Ausbeute 22 0,018 g, (12 %): farbloses Pulver. 1H-NMR (D2O, 500 MHz) δ 2,23 (1H, ddd, JNH6'-NH6" = 14 Hz, JNH6'-NH5'1 = 8,3 Hz, JNH6'-NH1' = 6 Hz, NH6'), 2,39 (1H, ddd, JNH6'-NH6" = 14,2 Hz, JNH6"-NH1' = 6,2 Hz, JNH6"-NH5' = 3,1 Hz, NH6"), 2,48 (1H, m, JNH5'-NH4' = 5,5 Hz, JNH4'-NH7' = 4,5 Hz, JNH4'-NH3' = 3,1 Hz, JNH4'-NH2' = 2,8 Hz, NH4'), 4,04 (1H, ddd, JNH5'-NH6' = 8,3 Hz, JNH5'-NH4' = 5,5 Hz, JNH5'-NH6" = 3,1 Hz NH5'), 4,09-4,14 (2H, dAB, JNH7'-NH7" = 10,6 Hz, JNH7'-NH4' = 4,5 Hz, JNH7"-NH4' = 3,8 Hz, NH7'-NH7"), 4,20-4,23 (2H, dAB, JAH5'-AH5" = 11,9 Hz, JAH5'-AH4' = 3,1 Hz, JAH5"-AH4' = 3,5 Hz, AH5'-AH5"), 4,37 (1H, m, JAH4'-AH3' = 3,2 Hz, JAH4'-AH5' = 3,1 Hz, JAH4'-AH5" = 3,5 Hz, AH4'), 4,50 (1H, dd, JAH3'-AH2' = 5,6 Hz, JAH3'-AH4' = 3,2 Hz, AH3'), 4,75 (1H, dd, JAH2'-AH1' = 5,9 Hz, JAH2'-AH3' = 5,6 Hz, AH2'), 5,57 (1H, m, JNH1'-NH6" = 6,2 Hz, JNH1'-NH6' = 6,0 Hz, JNH1'-NH2' = 2,8 Hz, JNH1'-NH3' = 1,6 Hz, NH1'), 5,90 (1H, m, JNH2'-NH3' = 10,2 Hz, JNH2'-NH4' = 2,8 Hz, JNH2'-NH1' = 2,8 Hz, NH2'), 6,06 (1H, d, JAH1'-AH2' = 5,9 Hz, AH1'), 6,28 (1H, m, JNH3'-NH2' = 10,2 Hz, JNH3'-NH4' = 3,1 Hz, JNH3'-NH1' = 1,6 Hz, NH3'), 8,15 (1H, dd, JNH5-NH4 = 8,1 Hz, JNH5-NH6 = 6,2 Hz, NH5), 8,19 (1H, s, AH8), 8,45 (1H, s, AH2), 8,80 (1H, d, JNH4-NH5 = 8,1 Hz, NH4), 9,00 (1H, d, JNH6-NH5 = 6,2 Hz, NH6), 9,27 ppm (1H, m, JNH2-NH4 = 1,5 Hz, JNH2-NH6= 1,5 Hz, NH2).
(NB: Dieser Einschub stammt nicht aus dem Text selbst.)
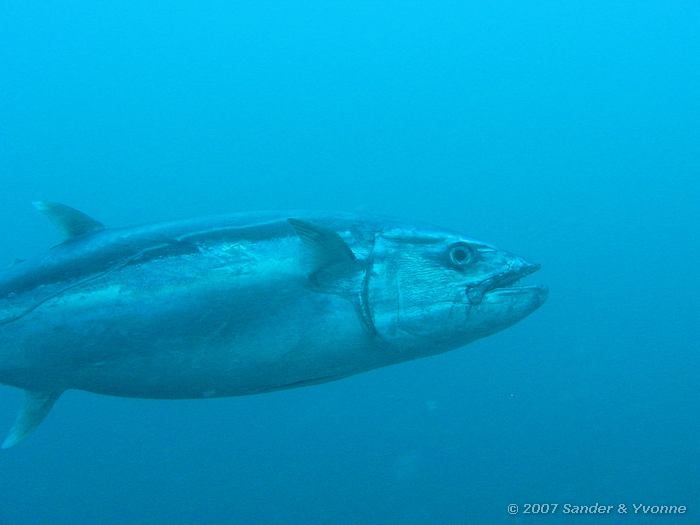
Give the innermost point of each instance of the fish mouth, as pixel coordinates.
(505, 284)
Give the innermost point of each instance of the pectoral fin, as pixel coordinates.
(36, 407)
(325, 247)
(70, 221)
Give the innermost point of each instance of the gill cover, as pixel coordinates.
(411, 292)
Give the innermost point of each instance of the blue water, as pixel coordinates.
(563, 131)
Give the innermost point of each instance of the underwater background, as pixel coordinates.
(567, 132)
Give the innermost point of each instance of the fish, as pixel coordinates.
(242, 304)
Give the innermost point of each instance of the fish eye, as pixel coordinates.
(460, 254)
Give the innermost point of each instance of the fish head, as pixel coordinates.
(430, 291)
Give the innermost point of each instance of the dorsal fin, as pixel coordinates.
(325, 247)
(36, 407)
(70, 221)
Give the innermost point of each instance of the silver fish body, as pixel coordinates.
(243, 304)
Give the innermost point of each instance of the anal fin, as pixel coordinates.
(36, 407)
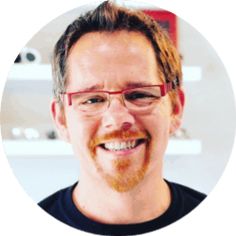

13C-NMR (D2O, 125 MHz) δ 38,53 (NC6'), 46,10 (NC4', d, JNC4'-NP = 8,8 Hz), 66,00 (NC5'), 68,01 (NC7', d, JNC7'-NP = 5,8 Hz), 68,18 (AC5', d, JAC5'-AP = 4,8 Hz), 69,88 (NC1'), 73,07 (AC3'), 76,75 (AC2'), 86,61 (AC4', d, JAC4'-AP = 8,7 Hz), 89,50 (AC1'), 121,16 (AC5), 125,08 (NC2'), 131,26 (NC5), 136,53 (NC3), 139,57 (NC3'), 142,54 (AC8), 145,98 (NC2), 147,12 (NC4), 148,04 (NC6), 155,45 (AC2), 158,04 (AC4), 158,08 (AC6), 168,13 ppm (CONH2). 31P-NMR (D2O, 202 MHz) δ -10,88 (1P, d, JNP-AP = 20,4 Hz, NP), -10,57 ppm (1P, d, JNP-AP = 20,4 Hz, AP).